這個道理伍梓棋也明白,但問題是陳醫生現在不在啊。
他一個人去警察局,葉欣他們根本不信任他,不可能把人交給他不說,恐怕還會把他扣起來。
好像上次是院長出面才把他從警局帶出來的,這次劉隊長也懷疑五院了,恐怕把院長搬出來,就算警察局局長答應,他的下屬們也會有異議不肯放人。
離開肖醫生的辦公室,伍梓棋還是決定去院長那里試試。
但,院長不在。
打了老半天陳醫生的電話,依舊沒人接。
實在無奈,伍梓棋給陳醫生發了一條短信,先去衛校查一查邊曉紅的情況。
打了輛車,沒有多久,就到了山腳下的鹽關市衛校。
衛校的建筑看起來也挺老的,倒是和五院的建筑像同一時期的風格。
根據檔案上的資料,伍梓棋來到了邊曉紅寢室樓下。
衛校本來就是女多男少的地方,他在校園里走著還不醒目,站在女生寢室樓下,立刻引來沒課的少女們集體注視。
宿管阿姨也匆匆從值班室走了出來,用看審視的目光看著沒有脫掉五院醫師袍的伍梓棋,“你是我們學校的老師?沒見過你啊,你鬼鬼祟祟的在我們樓下看什么看?”
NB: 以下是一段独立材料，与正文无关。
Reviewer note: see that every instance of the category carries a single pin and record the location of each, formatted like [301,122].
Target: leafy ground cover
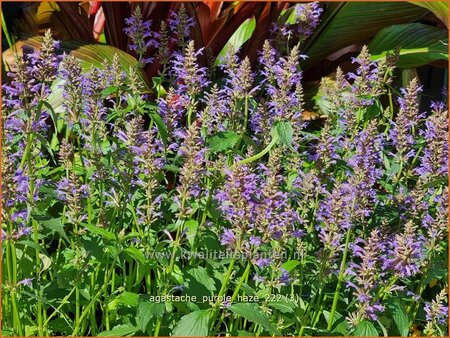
[216,204]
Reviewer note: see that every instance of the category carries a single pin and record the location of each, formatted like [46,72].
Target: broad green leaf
[89,54]
[125,298]
[109,90]
[100,231]
[400,317]
[365,328]
[135,254]
[223,141]
[147,310]
[55,224]
[162,129]
[120,331]
[253,313]
[285,306]
[290,265]
[350,22]
[33,245]
[339,323]
[200,274]
[239,37]
[46,262]
[193,324]
[418,44]
[191,226]
[439,8]
[283,130]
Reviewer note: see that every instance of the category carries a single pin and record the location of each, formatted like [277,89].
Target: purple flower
[216,111]
[282,82]
[402,134]
[26,282]
[180,24]
[263,262]
[228,238]
[434,161]
[436,314]
[367,275]
[190,78]
[284,279]
[141,35]
[238,199]
[194,167]
[405,252]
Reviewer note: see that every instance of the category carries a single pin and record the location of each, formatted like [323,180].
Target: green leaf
[339,323]
[400,317]
[365,328]
[350,22]
[239,37]
[223,141]
[290,265]
[120,331]
[253,313]
[125,298]
[100,231]
[135,254]
[201,275]
[191,226]
[193,324]
[162,129]
[109,90]
[418,44]
[33,245]
[439,8]
[283,130]
[56,225]
[284,306]
[147,310]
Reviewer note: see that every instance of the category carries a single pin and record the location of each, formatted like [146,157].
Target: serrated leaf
[100,231]
[109,90]
[290,265]
[191,226]
[56,225]
[339,323]
[223,141]
[400,317]
[283,305]
[365,328]
[201,275]
[33,245]
[135,254]
[147,310]
[46,262]
[283,130]
[162,129]
[253,313]
[193,324]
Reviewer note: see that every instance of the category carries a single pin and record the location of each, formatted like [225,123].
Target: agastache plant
[123,200]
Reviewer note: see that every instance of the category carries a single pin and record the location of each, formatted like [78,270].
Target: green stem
[87,309]
[6,32]
[260,154]
[340,280]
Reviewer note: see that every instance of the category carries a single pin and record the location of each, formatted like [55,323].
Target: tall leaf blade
[355,22]
[418,44]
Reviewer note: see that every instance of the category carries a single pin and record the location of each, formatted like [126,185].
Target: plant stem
[260,154]
[340,279]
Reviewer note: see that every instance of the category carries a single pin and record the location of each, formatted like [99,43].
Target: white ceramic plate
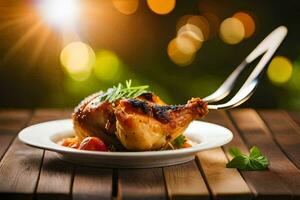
[45,135]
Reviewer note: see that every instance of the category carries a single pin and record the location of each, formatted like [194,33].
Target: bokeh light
[280,70]
[77,59]
[181,51]
[248,22]
[126,7]
[294,82]
[202,23]
[59,13]
[193,33]
[232,31]
[161,7]
[182,21]
[107,66]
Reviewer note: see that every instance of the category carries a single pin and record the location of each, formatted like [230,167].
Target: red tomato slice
[93,144]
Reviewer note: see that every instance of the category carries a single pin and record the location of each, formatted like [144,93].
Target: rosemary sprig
[121,92]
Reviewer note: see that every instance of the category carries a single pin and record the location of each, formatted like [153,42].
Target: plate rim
[67,150]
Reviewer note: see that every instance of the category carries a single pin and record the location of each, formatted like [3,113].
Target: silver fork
[267,47]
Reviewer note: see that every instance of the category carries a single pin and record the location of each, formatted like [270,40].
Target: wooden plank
[285,131]
[19,171]
[264,184]
[295,116]
[185,182]
[55,178]
[255,132]
[11,122]
[141,184]
[16,169]
[92,183]
[223,182]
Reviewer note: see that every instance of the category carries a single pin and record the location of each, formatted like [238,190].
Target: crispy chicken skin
[139,124]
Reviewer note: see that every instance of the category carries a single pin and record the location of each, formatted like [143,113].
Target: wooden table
[28,173]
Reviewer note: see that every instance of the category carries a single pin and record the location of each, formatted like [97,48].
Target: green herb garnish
[179,141]
[120,92]
[255,161]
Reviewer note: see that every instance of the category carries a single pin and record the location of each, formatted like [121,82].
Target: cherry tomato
[71,142]
[93,144]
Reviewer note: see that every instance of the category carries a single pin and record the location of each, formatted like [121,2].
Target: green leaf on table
[234,152]
[255,161]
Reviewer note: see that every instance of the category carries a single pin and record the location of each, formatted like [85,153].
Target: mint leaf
[234,151]
[255,161]
[255,152]
[239,162]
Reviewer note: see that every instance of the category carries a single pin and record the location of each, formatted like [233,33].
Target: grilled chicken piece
[143,123]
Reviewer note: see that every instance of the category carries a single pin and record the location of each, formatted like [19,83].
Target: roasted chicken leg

伍梓棋拿出陳醫生之前給他準備身份文件遞給了宿管大媽。
指著自己衣袍上的標志,故作專業的引用了一些肖醫生在檔案上寫的詞句,說道,“阿姨,我是市精神病醫院的伍醫生,邊曉紅被警方轉到我們醫院了,不過她現在很難溝通、一句話也不說,我想來事發的地方看看,看看能不能現場代入一下她當時的情況,以方便理解病人的心理,好對她做心里疏通。”
“邊……邊曉紅!”
一聽到邊曉紅的名字,宿管阿姨說話都磕巴了。
“是啊,阿姨,你對她了解的多么?”
“不不不,我不了解她。”宿管阿姨連忙揮手拒絕回答,“伍醫生,這個事情,我恐怕幫不了你,雖然我也是很想幫那孩子,但警方已經把她的宿舍封鎖了起來,我沒有權利打開那個房間。”
伍梓棋覺得宿管阿姨的表現可不像只是害怕惹麻煩而已,他決定詐一下她,說不定能得到一些有用的情報。
“宿管阿姨,邊曉紅只是得了精神疾病而已,你這么害怕做什么?你,是不是知道什么?知道她不僅僅只是精神病而已。”
“你,你說什么呢,沒有的事兒。”
宿管阿姨手足無措的左右看了看,像是下定了決心,最后一把手拉著伍梓棋沖進了她的值班室。
“你坐。”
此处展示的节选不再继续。